In R, I think one of the most useful functions is sapply.   By using this function, one can avoid writing a loop.  Let me illustrate using this function for the binomial/beta exchangeable model.

The model is

1.  $y_i$ distributed binomial($n_i, p_i$)
2.  $p_1, ..., p_k$ are iid beta($K, \eta$)
3.  $(K, \eta)$ have a vague prior

The log posterior of $\theta_1 = logit(\eta), \theta_2 = \log K$ is programmed in the function betabinexch in the LearnBayes package.

Suppose we wish to obtain a 90% interval estimate for $p_j$.  To simulate from the posterior, we first simulate a value of $(K, \eta)$ from its posterior and then simulate $p_j$ from the posterior  beta($y_j + K \eta, n_j - y_j + K (1-\eta) )$

Let’s consider the famous Efron and Morris baseball data — $y_j$ is the number of hits in $n_j$ at-bats for the $j$th player.

I’ll read in the data, get a normal approximation to the posterior (function laplace), and then do a random walk Metropolis chain — I obtain a simulated sample from $(\theta_1, \theta_2)$.
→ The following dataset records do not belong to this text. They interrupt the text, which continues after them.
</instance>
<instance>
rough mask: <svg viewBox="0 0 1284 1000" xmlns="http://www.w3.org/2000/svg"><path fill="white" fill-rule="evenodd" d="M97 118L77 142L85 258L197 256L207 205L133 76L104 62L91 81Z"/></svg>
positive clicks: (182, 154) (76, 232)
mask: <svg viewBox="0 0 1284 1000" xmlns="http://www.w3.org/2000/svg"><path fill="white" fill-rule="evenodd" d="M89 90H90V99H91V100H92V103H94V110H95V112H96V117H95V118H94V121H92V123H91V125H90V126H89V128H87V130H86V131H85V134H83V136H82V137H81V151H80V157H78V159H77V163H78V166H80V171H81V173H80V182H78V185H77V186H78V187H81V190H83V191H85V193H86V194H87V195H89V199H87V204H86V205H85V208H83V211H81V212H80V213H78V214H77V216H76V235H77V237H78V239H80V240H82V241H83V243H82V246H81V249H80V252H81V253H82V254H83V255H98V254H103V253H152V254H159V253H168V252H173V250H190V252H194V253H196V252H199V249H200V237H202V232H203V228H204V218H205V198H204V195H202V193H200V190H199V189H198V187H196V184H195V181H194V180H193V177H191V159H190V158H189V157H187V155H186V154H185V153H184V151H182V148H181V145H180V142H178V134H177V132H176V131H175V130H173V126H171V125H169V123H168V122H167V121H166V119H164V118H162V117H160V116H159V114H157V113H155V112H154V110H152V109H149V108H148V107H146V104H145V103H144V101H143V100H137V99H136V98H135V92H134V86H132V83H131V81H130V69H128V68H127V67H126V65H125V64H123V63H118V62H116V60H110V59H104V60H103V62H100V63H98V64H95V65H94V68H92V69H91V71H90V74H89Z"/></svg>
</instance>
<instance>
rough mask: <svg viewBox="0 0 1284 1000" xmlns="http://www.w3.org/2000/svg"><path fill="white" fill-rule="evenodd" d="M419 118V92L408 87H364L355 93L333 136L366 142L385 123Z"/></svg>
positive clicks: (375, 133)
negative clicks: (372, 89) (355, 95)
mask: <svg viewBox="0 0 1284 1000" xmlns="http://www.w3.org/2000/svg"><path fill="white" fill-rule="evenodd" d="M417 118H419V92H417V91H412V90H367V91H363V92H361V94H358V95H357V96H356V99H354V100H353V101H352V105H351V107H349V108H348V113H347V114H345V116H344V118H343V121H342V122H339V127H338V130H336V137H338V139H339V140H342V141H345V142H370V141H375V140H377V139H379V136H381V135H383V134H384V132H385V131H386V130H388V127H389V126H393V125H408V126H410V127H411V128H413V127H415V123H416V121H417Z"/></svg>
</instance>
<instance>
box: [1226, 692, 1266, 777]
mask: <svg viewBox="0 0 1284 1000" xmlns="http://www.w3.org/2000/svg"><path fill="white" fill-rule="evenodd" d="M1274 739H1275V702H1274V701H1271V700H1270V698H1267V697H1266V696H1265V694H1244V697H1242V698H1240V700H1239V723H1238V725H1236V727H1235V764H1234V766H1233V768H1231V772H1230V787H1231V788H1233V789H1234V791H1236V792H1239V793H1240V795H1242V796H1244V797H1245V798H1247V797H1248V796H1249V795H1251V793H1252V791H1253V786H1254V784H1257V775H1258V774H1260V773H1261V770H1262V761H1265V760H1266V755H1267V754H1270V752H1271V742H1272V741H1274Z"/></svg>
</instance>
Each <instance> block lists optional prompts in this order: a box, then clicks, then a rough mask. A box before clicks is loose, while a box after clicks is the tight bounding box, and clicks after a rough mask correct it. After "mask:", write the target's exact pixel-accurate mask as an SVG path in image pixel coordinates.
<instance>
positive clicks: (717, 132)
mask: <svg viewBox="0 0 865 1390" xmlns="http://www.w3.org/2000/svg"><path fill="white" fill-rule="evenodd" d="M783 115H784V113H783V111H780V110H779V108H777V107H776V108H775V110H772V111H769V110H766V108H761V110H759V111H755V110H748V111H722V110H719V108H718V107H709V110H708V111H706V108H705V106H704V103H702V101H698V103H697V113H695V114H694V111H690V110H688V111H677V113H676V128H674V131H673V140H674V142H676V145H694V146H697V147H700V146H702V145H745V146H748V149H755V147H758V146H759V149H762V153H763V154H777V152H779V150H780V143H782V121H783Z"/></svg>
y=c(12,7,14,9,18,16,15,13,8,10,17,10,11,10,14,11,10,10)
n=rep(45,18)
library(LearnBayes)
data=as.matrix(cbind(y,n))
fit=laplace(betabinexch,c(-1,4),data)
mcmc.fit=rwmetrop(betabinexch,list(var=fit$var,scale=2),c(-1,4),10000,data) Now I write a function interval.estimate that has a single input j — it will simulate from the posterior of $p_j$ and output a 90% interval estimate. interval.estimate=function(j) { K=exp(mcmc.fit$par[,2])
eta=exp(mcmc.fit$par[,1])/(1+exp(mcmc.fit$par[,1]))
thetaj=rbeta(1000,y[j]+K*eta,n[j]-y[j]+K*(1-eta))
quantile(thetaj,c(.05,.95))
}
If I wish to obtain a 90% interval estimate for $p_1$, I type
> interval.estimate(1)
5%       95%
0.2052578 0.3288738
To do this in a single stroke for all 18 probabilities, I use sapply.  I wish to apply interval.estimate over all values 1, …, 18:
> sapply(1:18,interval.estimate)
[,1]      [,2]      [,3]      [,4]      [,5]      [,6]      [,7]
5%  0.1981516 0.1535653 0.2240657 0.1825992 0.2481277 0.2339640 0.2203171
95% 0.3314778 0.2906053 0.3578334 0.3076716 0.4013249 0.3805313 0.3658903
[,8]      [,9]     [,10]     [,11]     [,12]     [,13]     [,14]
5%  0.2061546 0.1637018 0.1841709 0.2375183 0.1837387 0.1948228 0.1878043
95% 0.3435467 0.3000630 0.3211896 0.3969801 0.3151900 0.3279358 0.3136143
[,15]     [,16]     [,17]     [,18]
5%  0.2193047 0.1949027 0.1821835 0.1864202
95% 0.3616939 0.3240116 0.3109836 0.3109164
I get interval estimates for all probabilities.  The 18th column contains the 5th and 95th percentiles of the posterior of $p_{18}$.